Requiem for a Dream
- First edition
- Author: Hubert Selby Jr.
- Language: English
- Genre: Modern tragedy
- Publisher: Playboy Press
- Publication date: 1978
- Publication place: United States
- Media type: Print
- Pages: 288
- ISBN: 0-87223-510-6
- Preceded by: The Demon
- Followed by: The Willow Tree

= Requiem for a Dream (novel) =

1978 novel by Hubert Selby Jr.

Requiem for a Dream is a 1978 novel by American writer Hubert Selby Jr. that concerns four New Yorkers whose lives spiral out of control as they succumb to their addictions.

==Plot==
This story follows the lives of Sara Goldfarb, her son Harry, his girlfriend Marion Kleinmitz, and his best friend Tyrone C. Love, who are all searching for the key to their dreams in their own ways. In the process, they fall into devastating lives of addiction. Harry and Marion are in love and want to open their own business; their friend Tyrone wants to escape life in the ghetto. To achieve these dreams, they buy a large amount of heroin, planning to get rich by selling it.

Sara, Harry's lonely-widowed mother, dreams of being on television. When a phone call from a game show casting company gets her hopes up, she goes to a doctor, who gives her diet pills to lose weight. She spends the next few months on the pills, wanting desperately to look thin on TV and fit into a red dress from her younger days. However, the company never calls her back. She becomes addicted to the pills, develops amphetamine psychosis, and is ultimately committed against her will to a psychiatric institution, where she is last seen being forced to undergo electroconvulsive therapy (ECT).

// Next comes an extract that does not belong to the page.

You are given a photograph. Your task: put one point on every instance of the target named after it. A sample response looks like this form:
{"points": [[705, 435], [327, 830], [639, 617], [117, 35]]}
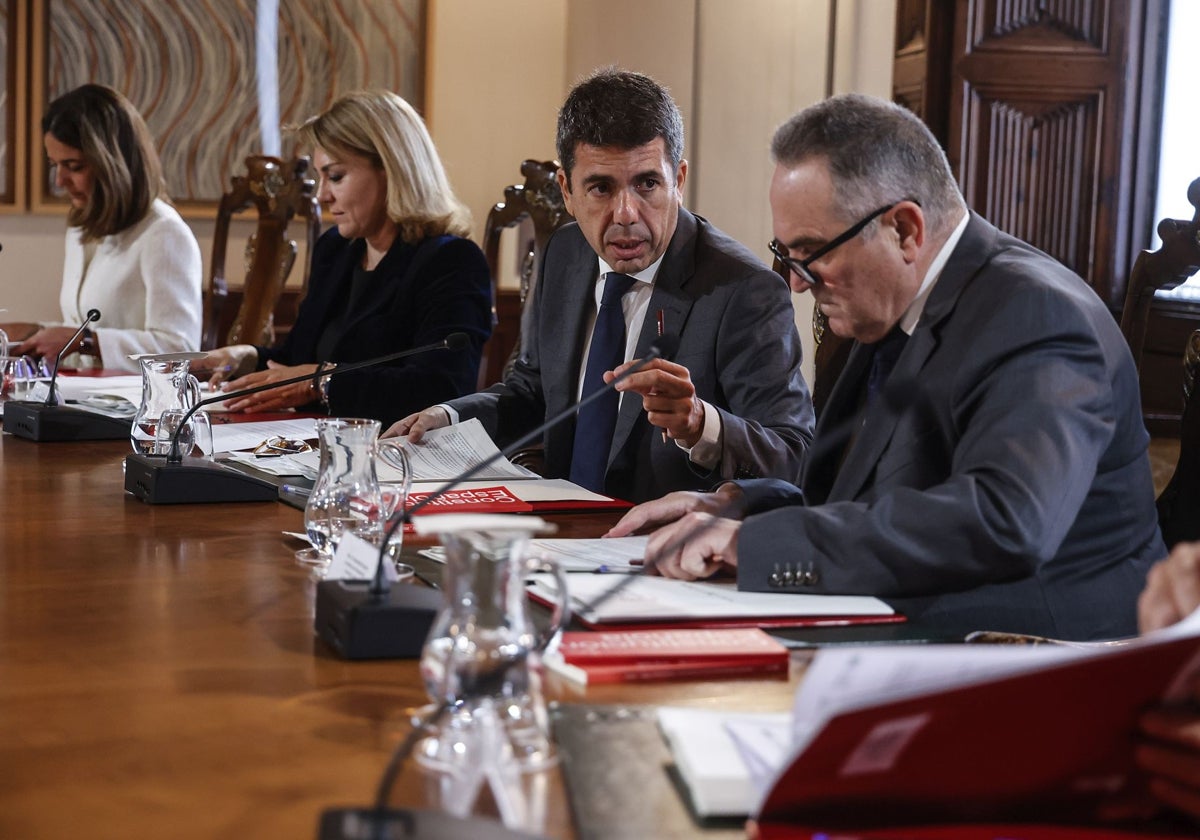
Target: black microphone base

Harry, Marion, and Tyrone are unable to find a buyer for the heroin and start using it instead. Eventually, when the supply runs out, they become paranoid, hiding the drugs they obtain from the others. Harry and Tyrone flee to Miami but are pulled over and arrested when drugs are found in their car. Harry's arm has become infected from repeat injections and has to be amputated; with his mother now out of his life, Harry has no one left to care for him. Tyrone is abused by several racist corrections officers and has to do backbreaking physical labor while going through withdrawal. Back in New York, Marion is now a heroin-addicted prostitute.

==Film adaptation==

The novel was adapted into a film, released in 2000. The film was directed by Darren Aronofsky and stars Jared Leto, Jennifer Connelly, Marlon Wayans and Ellen Burstyn. Burstyn was nominated for the Academy Award for Best Actress for her performance as Sara.

==Release details==
The only publicly available uncorrected proof copy, published in 1978 by Playboy Press, was put on sale by The Rarest Works in 2024.

- Paperback – ISBN 978-1-56025-248-1, published in 2000 by Da Capo Press.